Some postmodernist claim that there is no real difference between history and fiction. It is true not every line in a historian's text is fact. There are only so many facts left behind by history, and for the rest, the historians have to fill in the gaps with their best judgment. However historians cannot simply impose any meaning they want to either, and just come up with fiction. They are limited by the facts and by the words a document contains, words which are not, contrary to what postmodernists claim, capable of an infinity of meaning. The historian Richard Evans states that doing historical research is like doing a jigsaw puzzle where some pieces have been destroyed. However if the pieces you do have `only fit together to produce a steam-engine [...] it is no good trying to put them together to make a suburban garden: it simply will not work.' So it is correct that not everything in a historian's text is absolutely true and objective, however there are objective facts and truths involved. Historians then are not always providing the absolute truth, and most of them would not claim to, but altogether, are providing the probable truth, in which they have done their best to establish by following the rigorous rules of evidence.
Richard Evans book In Defense Of History brilliantly reasons out and destroys most of these absurd postmodernist claims, which really should never have got to the stage of where millions of university students are learning in great detail their theories, as if they actually were correct and have high standing. What should be happening is that great books like Richard Evans In Defense of History should be mandatory reading for university courses and studied in great detail, and postmodernist theories only brushed upon. That would create a better environment and would be altogether better for humanity.
There is a truth, a reality, and it can be, and there needs to be, an attempt to discover it. If revisionist historians have their way then present and future generations will suffer, for people will not get the truth and will not be able to learn from it.

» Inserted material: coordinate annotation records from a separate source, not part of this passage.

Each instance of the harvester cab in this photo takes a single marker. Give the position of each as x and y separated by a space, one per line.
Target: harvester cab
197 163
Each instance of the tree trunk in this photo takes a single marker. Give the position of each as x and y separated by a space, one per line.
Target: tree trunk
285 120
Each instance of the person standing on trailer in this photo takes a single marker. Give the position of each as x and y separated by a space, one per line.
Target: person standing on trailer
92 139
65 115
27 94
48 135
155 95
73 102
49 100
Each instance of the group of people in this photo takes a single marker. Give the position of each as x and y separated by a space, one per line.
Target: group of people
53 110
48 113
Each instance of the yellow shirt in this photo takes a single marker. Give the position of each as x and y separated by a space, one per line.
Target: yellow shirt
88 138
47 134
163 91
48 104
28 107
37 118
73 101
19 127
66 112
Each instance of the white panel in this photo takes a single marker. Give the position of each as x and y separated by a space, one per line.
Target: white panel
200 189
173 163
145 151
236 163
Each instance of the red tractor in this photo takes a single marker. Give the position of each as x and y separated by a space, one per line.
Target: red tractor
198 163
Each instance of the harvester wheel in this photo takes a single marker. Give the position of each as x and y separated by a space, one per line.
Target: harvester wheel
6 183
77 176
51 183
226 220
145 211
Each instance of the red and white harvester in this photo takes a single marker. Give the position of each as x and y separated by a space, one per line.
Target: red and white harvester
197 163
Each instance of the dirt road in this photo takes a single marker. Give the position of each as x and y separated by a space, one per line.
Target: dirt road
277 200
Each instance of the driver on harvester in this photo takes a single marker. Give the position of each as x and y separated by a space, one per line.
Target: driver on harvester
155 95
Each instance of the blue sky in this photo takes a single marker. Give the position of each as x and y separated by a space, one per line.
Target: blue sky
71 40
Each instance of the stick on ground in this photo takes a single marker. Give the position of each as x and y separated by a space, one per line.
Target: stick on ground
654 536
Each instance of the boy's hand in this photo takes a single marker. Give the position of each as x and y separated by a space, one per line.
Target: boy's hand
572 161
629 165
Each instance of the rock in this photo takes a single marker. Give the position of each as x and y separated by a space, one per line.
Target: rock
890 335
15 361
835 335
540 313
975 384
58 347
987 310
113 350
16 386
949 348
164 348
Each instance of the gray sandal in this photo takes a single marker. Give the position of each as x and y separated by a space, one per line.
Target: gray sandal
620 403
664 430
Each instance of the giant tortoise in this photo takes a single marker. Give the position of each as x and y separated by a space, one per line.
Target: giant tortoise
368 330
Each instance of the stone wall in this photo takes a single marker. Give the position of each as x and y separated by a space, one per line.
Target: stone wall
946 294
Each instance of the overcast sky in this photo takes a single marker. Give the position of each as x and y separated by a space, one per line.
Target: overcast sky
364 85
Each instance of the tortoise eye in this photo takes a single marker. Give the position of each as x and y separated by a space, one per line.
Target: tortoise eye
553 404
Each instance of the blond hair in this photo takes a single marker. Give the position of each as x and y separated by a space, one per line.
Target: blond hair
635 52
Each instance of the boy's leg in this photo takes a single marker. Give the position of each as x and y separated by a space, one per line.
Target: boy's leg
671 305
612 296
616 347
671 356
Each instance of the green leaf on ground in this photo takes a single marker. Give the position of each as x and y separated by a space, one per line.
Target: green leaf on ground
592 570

And as history has taught us, if you don't learn from the past, then you are in danger of repeating it.
A brain-saving study January 23, 2005 18 out of 20 found this review helpful
I have re-read this book several times while in education, and it has restored my enthusiasm for academic work at times when the prevalence of post-structuralist theory in universities has left me thoroughly despondent. Evans is an acute critic, generous as well as exacting, and his writing is entertaining even when covering the most arcane philosophy. This book successfully unites a keen awareness of the theory of history with a pragmatic appreciation of its practice. Members of any discipline in which reading and writing are important (I come from an English literature background) can learn a lot, and take a lot of reassurance, from this rebuttal to relativism. Incidentally, the final chapter of the revised edition, in which Evans takes on his unfriendly critics, is one of the funniest shows of debunking available. A splendid book.